Luizinho

Personal information
- Full name: Luiz Henrique Alves Angelo
- Date of birth: 7 January 1996 (age 30)
- Place of birth: São Paulo, Brazil
- Height: 1.99 m (6 ft 6+1⁄2 in)
- Position: Attacking midfielder

Team information
- Current team: Volta Redonda

Youth career
- Ponte Preta
- 2014–2016: Granada

Senior career*
- Years: Team / Apps / (Gls)
- 2013–2014: Ponte Preta / 2 / (0)
- 2014–2016: Granada B / 17 / (0)
- 2016: → Linares (loan) / 6 / (0)
- 2016: → Atibaia (loan) / 0 / (0)
- 2017–2019: Portuguesa / 71 / (8)
- 2019–2021: Ituano / 33 / (1)
- 2021: → São Caetano (loan) / 9 / (0)
- 2022: Figueirense / 16 / (2)
- 2022: → Amazonas (loan) / 4 / (0)
- 2023–: Volta Redonda / 28 / (2)

= Luizinho (footballer, born 1996) =

Brazilian footballer

Luiz Henrique Alves Angelo (born 7 January 1996), commonly known as Luizinho, is a Brazilian footballer who plays for Volta Redonda as an attacking midfielder.

==Club career==
Born in São Paulo, Luizinho graduated from Ponte Preta's youth setup.
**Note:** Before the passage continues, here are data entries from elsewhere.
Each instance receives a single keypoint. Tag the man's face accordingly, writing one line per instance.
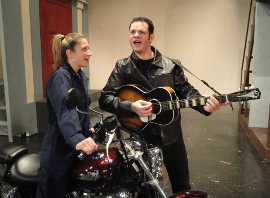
(139, 38)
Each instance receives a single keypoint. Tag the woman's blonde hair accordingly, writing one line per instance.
(61, 43)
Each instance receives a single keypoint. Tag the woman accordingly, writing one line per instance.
(67, 129)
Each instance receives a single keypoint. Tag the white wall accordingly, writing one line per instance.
(259, 109)
(207, 36)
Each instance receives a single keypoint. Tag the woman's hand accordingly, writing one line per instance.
(87, 145)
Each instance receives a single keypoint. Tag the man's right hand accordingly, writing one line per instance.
(142, 108)
(87, 145)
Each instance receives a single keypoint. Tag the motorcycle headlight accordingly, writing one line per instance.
(155, 157)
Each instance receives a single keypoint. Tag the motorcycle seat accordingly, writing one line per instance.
(10, 152)
(24, 170)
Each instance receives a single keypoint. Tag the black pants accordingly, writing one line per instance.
(175, 160)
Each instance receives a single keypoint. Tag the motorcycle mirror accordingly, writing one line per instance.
(71, 101)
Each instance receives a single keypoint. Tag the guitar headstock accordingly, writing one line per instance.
(250, 94)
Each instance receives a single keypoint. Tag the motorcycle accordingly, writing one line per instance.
(130, 169)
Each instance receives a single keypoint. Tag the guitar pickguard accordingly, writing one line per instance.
(150, 118)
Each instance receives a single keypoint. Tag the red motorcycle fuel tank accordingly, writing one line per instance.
(96, 170)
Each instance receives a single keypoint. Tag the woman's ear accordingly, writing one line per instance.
(69, 53)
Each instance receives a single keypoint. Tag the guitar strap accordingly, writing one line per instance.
(205, 83)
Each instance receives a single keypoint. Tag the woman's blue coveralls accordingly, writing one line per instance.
(66, 129)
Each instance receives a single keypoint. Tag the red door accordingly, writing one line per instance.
(55, 17)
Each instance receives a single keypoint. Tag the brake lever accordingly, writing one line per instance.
(111, 135)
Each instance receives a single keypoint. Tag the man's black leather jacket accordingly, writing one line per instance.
(163, 72)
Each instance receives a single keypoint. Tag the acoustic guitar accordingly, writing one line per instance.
(166, 105)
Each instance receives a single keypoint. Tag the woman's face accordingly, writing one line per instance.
(79, 57)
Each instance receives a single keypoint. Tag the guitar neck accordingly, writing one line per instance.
(186, 103)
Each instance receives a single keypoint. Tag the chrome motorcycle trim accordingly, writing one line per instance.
(138, 156)
(111, 135)
(91, 176)
(155, 157)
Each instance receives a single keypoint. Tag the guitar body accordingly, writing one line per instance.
(135, 93)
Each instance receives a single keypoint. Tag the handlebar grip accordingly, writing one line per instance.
(82, 154)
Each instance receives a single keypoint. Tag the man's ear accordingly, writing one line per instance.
(152, 36)
(69, 53)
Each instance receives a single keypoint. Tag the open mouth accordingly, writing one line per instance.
(136, 42)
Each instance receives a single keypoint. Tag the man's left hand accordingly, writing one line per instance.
(213, 104)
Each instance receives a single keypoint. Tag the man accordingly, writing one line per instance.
(148, 68)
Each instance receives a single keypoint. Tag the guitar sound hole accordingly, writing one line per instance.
(155, 106)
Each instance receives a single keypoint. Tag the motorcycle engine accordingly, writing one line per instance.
(121, 193)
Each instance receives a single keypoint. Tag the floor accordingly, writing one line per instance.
(222, 161)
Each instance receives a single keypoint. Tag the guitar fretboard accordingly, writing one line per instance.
(186, 103)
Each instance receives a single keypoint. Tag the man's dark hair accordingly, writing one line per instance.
(146, 20)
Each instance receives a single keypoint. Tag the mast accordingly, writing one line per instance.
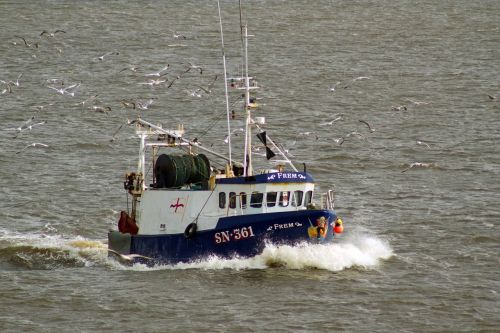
(225, 89)
(247, 162)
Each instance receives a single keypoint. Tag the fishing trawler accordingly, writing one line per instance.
(190, 210)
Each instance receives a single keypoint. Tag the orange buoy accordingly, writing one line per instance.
(339, 228)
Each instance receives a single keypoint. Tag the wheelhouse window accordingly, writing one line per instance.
(271, 199)
(222, 199)
(243, 200)
(256, 199)
(232, 200)
(284, 199)
(297, 198)
(308, 198)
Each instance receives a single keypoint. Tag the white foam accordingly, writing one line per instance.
(359, 250)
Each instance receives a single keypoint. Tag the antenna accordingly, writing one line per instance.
(225, 87)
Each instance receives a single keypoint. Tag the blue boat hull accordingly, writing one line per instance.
(238, 236)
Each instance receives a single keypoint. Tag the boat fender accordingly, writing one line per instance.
(190, 231)
(339, 228)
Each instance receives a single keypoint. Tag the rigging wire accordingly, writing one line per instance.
(225, 88)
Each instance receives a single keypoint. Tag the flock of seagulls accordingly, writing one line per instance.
(166, 77)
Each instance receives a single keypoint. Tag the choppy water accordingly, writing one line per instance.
(421, 248)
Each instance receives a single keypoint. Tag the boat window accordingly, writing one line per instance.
(271, 199)
(222, 199)
(284, 196)
(308, 198)
(297, 198)
(256, 199)
(243, 200)
(232, 200)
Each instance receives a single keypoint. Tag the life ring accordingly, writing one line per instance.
(190, 231)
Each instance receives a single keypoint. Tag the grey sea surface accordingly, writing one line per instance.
(419, 195)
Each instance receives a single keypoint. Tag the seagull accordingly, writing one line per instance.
(34, 144)
(52, 34)
(101, 109)
(128, 104)
(419, 142)
(194, 93)
(101, 58)
(64, 90)
(418, 165)
(369, 127)
(160, 72)
(8, 89)
(339, 140)
(399, 108)
(145, 105)
(129, 257)
(131, 68)
(417, 102)
(172, 82)
(208, 89)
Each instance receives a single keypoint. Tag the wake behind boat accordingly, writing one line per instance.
(189, 209)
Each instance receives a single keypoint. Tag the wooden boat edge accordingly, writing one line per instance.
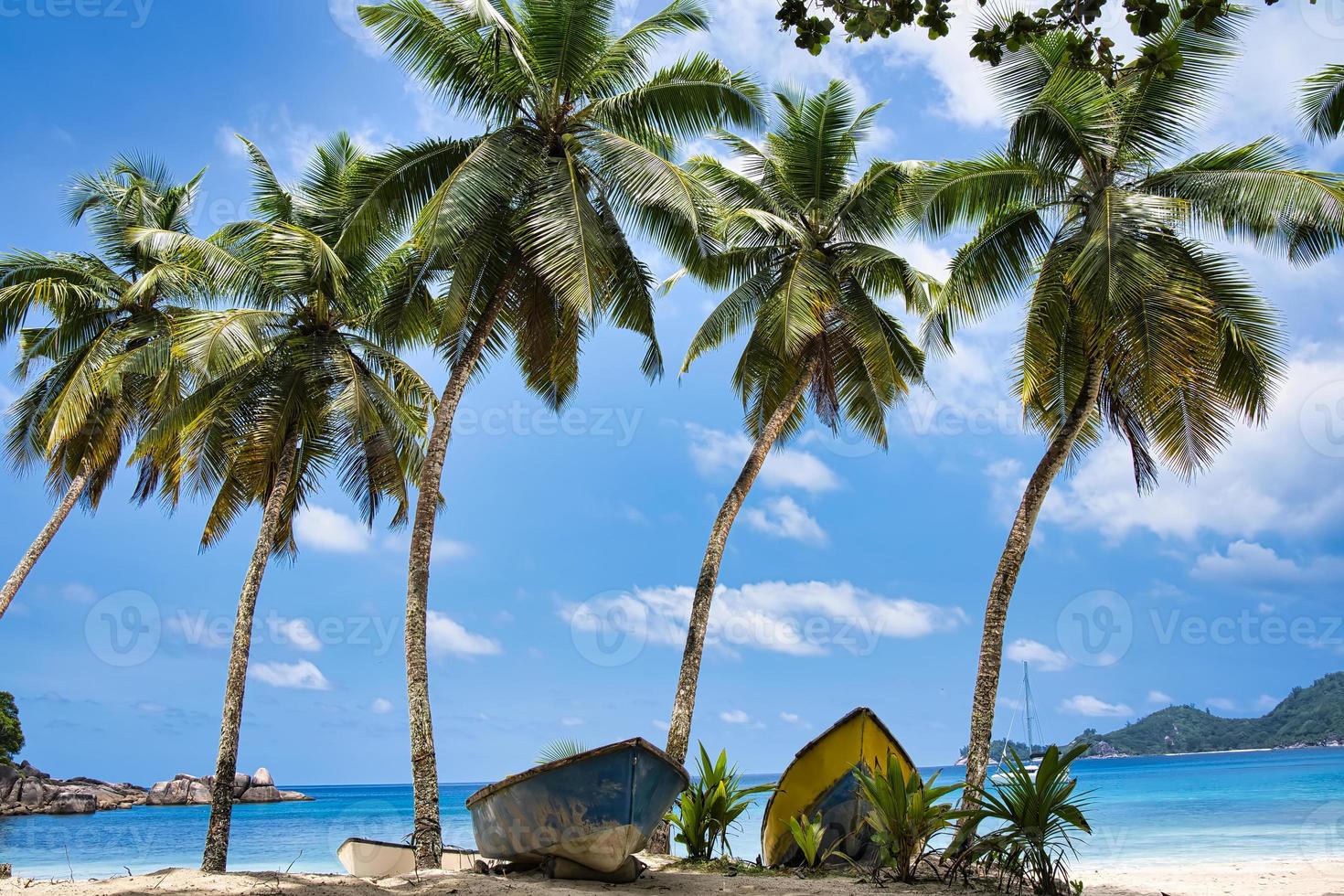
(569, 761)
(837, 724)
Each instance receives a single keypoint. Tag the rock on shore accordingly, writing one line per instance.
(188, 790)
(26, 790)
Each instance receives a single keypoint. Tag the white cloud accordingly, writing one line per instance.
(294, 632)
(1040, 656)
(1252, 563)
(289, 144)
(715, 453)
(448, 637)
(445, 549)
(1086, 704)
(440, 551)
(801, 618)
(302, 675)
(1280, 478)
(785, 518)
(966, 93)
(746, 35)
(325, 529)
(78, 592)
(735, 718)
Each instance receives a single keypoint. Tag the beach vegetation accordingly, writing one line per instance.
(707, 812)
(538, 215)
(1029, 824)
(905, 815)
(560, 749)
(1133, 325)
(808, 836)
(11, 732)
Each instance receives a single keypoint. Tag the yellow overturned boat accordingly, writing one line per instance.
(820, 779)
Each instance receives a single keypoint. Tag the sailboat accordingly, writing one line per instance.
(1032, 723)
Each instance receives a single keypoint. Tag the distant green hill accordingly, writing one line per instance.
(1308, 716)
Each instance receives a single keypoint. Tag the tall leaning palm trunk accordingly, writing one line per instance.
(106, 377)
(683, 706)
(535, 217)
(428, 837)
(1132, 324)
(302, 379)
(1009, 564)
(797, 245)
(215, 858)
(45, 535)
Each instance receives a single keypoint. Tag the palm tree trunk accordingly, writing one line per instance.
(39, 544)
(215, 858)
(683, 706)
(1006, 577)
(428, 837)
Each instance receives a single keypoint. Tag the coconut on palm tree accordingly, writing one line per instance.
(302, 383)
(538, 215)
(797, 240)
(1132, 325)
(101, 361)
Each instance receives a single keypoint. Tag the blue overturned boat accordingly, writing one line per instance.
(597, 807)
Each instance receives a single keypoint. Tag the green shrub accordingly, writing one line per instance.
(1037, 817)
(808, 836)
(709, 807)
(903, 815)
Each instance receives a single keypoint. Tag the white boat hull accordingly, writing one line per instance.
(375, 859)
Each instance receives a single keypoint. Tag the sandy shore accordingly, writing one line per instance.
(1281, 879)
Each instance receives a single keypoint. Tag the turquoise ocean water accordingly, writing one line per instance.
(1161, 809)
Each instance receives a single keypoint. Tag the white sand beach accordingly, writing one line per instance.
(1209, 879)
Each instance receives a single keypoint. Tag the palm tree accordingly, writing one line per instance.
(535, 217)
(302, 383)
(106, 371)
(1323, 102)
(1132, 324)
(798, 246)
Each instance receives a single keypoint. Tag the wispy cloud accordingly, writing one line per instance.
(717, 453)
(798, 618)
(1038, 655)
(1086, 704)
(785, 518)
(448, 637)
(303, 675)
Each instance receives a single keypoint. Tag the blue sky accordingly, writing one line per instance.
(569, 546)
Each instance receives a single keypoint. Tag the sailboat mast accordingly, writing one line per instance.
(1026, 687)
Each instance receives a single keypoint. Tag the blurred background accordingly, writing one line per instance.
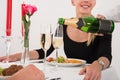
(48, 13)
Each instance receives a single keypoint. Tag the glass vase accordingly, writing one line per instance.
(25, 53)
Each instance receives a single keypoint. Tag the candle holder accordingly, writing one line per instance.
(8, 45)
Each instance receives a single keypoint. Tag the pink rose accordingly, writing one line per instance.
(28, 9)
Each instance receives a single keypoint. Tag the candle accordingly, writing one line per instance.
(8, 17)
(22, 30)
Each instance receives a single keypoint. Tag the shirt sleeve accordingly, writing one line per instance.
(41, 52)
(104, 47)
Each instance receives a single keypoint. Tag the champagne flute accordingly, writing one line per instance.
(45, 39)
(58, 40)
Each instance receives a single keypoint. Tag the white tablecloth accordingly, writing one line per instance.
(70, 73)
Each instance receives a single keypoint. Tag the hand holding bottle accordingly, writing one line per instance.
(89, 24)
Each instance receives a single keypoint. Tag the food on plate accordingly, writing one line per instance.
(61, 59)
(10, 70)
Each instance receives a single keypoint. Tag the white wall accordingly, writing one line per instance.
(48, 12)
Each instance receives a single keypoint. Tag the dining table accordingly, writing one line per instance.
(64, 72)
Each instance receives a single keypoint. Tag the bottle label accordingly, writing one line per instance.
(105, 26)
(80, 23)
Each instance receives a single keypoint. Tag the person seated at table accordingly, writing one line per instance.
(30, 72)
(95, 49)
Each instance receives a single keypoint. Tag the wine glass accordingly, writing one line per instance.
(45, 39)
(58, 40)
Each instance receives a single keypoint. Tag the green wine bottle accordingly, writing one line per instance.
(89, 24)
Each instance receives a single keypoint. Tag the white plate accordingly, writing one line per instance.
(68, 64)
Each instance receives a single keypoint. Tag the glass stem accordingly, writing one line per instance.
(8, 43)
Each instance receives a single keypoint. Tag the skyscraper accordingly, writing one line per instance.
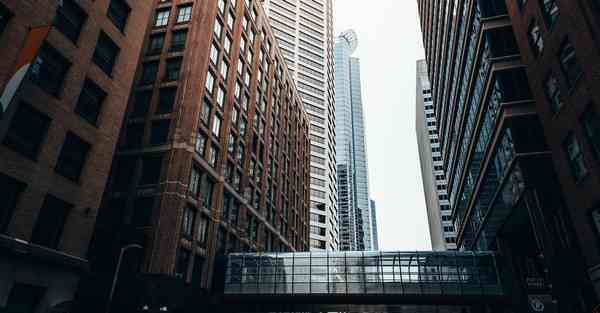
(356, 231)
(304, 31)
(500, 147)
(441, 228)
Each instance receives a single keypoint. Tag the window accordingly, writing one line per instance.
(5, 16)
(149, 71)
(156, 44)
(552, 91)
(50, 222)
(536, 41)
(27, 131)
(90, 101)
(591, 127)
(72, 157)
(11, 190)
(151, 168)
(162, 18)
(178, 40)
(118, 13)
(184, 14)
(189, 217)
(106, 53)
(49, 69)
(575, 157)
(24, 298)
(70, 19)
(173, 69)
(568, 63)
(550, 11)
(160, 132)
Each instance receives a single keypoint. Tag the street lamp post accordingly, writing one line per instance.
(116, 275)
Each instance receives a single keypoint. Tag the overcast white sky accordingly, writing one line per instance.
(389, 43)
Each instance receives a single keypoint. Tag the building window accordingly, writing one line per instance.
(189, 217)
(11, 190)
(552, 91)
(575, 157)
(50, 222)
(536, 41)
(90, 101)
(184, 14)
(70, 19)
(27, 131)
(172, 69)
(166, 100)
(162, 18)
(149, 71)
(49, 69)
(568, 63)
(156, 44)
(106, 53)
(160, 132)
(178, 40)
(72, 157)
(591, 127)
(118, 13)
(550, 11)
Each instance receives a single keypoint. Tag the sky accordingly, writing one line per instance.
(389, 43)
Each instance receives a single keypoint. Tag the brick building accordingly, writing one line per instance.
(213, 154)
(559, 42)
(57, 139)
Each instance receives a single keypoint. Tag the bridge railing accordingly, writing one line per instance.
(393, 273)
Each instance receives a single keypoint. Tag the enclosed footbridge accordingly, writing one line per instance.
(362, 281)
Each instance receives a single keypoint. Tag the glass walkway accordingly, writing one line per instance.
(363, 278)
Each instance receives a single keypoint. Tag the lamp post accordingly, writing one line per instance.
(116, 275)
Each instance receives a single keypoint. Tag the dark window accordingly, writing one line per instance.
(11, 189)
(166, 100)
(70, 19)
(24, 298)
(156, 44)
(49, 69)
(151, 168)
(172, 70)
(160, 132)
(90, 101)
(568, 63)
(189, 217)
(106, 53)
(118, 12)
(178, 40)
(149, 73)
(5, 16)
(591, 126)
(72, 157)
(141, 103)
(27, 131)
(142, 212)
(183, 261)
(50, 222)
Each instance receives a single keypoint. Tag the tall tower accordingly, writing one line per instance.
(353, 183)
(441, 228)
(304, 30)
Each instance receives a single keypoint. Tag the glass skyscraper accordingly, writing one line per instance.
(356, 232)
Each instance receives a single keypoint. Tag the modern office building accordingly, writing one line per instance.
(374, 226)
(356, 231)
(213, 158)
(559, 41)
(441, 228)
(506, 194)
(65, 76)
(304, 31)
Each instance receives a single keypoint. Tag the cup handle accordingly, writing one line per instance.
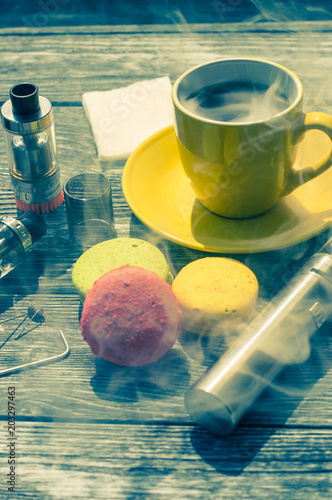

On 1 December 2013 he made his first team – and Série A – debut, replacing William in the 76th minute of a 0–2 home loss against Portuguesa.

In 2014 Luizinho moved to Granada CF, being assigned to the Juvenil squad. In July he was promoted to the reserves in Segunda División B.

On 18 January 2016, Luizinho was loaned to fellow third-tier club Linares Deportivo, until June. On 20 July, he moved to Sport Club Atibaia in his homeland, also in a temporary deal.